朝日新聞記者のネット情報活用術

平和博『朝日新聞記者のネット情報活用術』、朝日新書、2012

著者は朝日新聞編集委員(IT担当)。「新人記者のためのネット取材講座」などのこれまで書いた内容をまとめて加筆したもの。著者は、ネット活用においては、「収集」「保存」「確認」「編集」「発信」「共有」「安全」の7つの次元が大切だと言っていて、それに従って著者自身のネット活用法を実践的に書いている。

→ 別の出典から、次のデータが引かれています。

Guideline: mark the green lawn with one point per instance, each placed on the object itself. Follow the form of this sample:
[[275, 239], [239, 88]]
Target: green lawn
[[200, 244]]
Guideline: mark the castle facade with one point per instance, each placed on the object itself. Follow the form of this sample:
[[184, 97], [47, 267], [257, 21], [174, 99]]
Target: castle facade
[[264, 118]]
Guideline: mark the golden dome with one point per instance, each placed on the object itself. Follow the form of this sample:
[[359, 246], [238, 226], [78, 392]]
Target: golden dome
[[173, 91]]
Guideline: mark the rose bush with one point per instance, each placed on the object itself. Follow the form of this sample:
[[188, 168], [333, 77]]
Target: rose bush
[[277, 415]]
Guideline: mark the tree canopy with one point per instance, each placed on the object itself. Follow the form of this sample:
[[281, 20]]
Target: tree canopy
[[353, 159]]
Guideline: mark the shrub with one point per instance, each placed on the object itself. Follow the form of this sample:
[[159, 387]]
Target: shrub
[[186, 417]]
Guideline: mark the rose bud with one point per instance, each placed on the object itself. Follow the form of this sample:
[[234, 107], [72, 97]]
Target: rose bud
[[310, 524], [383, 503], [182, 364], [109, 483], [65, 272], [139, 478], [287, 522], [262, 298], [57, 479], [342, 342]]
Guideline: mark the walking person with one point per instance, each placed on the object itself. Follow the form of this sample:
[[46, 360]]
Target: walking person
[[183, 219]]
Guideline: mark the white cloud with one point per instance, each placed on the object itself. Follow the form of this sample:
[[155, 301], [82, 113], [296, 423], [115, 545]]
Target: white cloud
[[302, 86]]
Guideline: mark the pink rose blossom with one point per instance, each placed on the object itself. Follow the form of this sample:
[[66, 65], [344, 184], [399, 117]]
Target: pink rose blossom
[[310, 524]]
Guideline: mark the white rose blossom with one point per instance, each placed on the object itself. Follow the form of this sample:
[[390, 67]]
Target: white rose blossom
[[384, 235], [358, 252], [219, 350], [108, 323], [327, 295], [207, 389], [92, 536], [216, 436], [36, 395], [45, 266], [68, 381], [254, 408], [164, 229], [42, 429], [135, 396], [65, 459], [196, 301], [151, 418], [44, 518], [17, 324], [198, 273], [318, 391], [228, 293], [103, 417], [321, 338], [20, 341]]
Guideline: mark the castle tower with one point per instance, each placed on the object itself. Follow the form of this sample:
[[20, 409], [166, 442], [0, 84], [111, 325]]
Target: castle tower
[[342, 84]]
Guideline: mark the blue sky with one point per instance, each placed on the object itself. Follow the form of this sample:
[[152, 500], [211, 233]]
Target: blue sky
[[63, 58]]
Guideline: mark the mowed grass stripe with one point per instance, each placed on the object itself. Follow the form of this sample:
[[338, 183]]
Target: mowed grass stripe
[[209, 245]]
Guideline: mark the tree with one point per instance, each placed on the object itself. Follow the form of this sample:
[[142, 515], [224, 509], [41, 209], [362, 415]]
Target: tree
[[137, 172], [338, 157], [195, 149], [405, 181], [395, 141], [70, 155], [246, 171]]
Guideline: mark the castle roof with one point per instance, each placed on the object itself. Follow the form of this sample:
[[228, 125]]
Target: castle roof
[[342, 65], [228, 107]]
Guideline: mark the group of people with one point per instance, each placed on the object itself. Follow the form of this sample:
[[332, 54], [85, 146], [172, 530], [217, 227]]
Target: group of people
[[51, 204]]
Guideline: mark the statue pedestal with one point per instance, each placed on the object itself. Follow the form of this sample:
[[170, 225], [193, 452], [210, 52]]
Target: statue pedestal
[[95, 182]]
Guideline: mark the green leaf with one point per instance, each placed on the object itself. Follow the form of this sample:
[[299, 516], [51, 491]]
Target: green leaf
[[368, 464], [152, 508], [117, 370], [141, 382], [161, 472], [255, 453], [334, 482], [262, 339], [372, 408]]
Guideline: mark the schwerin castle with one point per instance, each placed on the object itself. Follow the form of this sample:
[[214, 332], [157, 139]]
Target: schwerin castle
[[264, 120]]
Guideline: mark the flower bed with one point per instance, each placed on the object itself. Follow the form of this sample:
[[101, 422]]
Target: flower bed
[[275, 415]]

「収集」「保存」のところは、特別に変わったことをしているわけではないが、やるべきことはきちんと押さえられている。それよりも、「確認」「編集」「発信」といった、プロがちゃんとやらなければならない部分が非常に参考になった。そりゃ新聞記者がwikipediaの記述をそのまま引用して記事するわけにはいかないから、と思っていたら、外国では実際にwikipediaの記事がそのままニュースとして転載されて、しかもそれがトラップだったので大騒ぎになったという例があるそうで、そういうこともちゃんと念押しをしておかなければいけないらしい。もちろん、書いてあることは、ちゃんと出典をさかのぼって確認するという手当然のこと。

ソーシャルメディアの使い方についても、かなりページをとって書かれているが、「ソーシャルメディアを使うことはそれ自体が目的ではなく、エンゲージすることが目的」という指摘は大事だと思う。

最後の部分で、新聞と新しいメディアの関係についても書かれているが、いい意味で朝日新聞の記者らしくなく、「ニュースはサービス」「デジタル・ファースト、プリント・ラスト」「情報が会話になる」などなど、新聞社が新しい環境に適応しなければならないことがちゃんと書いてある。といっても、こういう意見を持っている人が、メディア編集や経営の方にはなかなか行けないのが現実なのだが。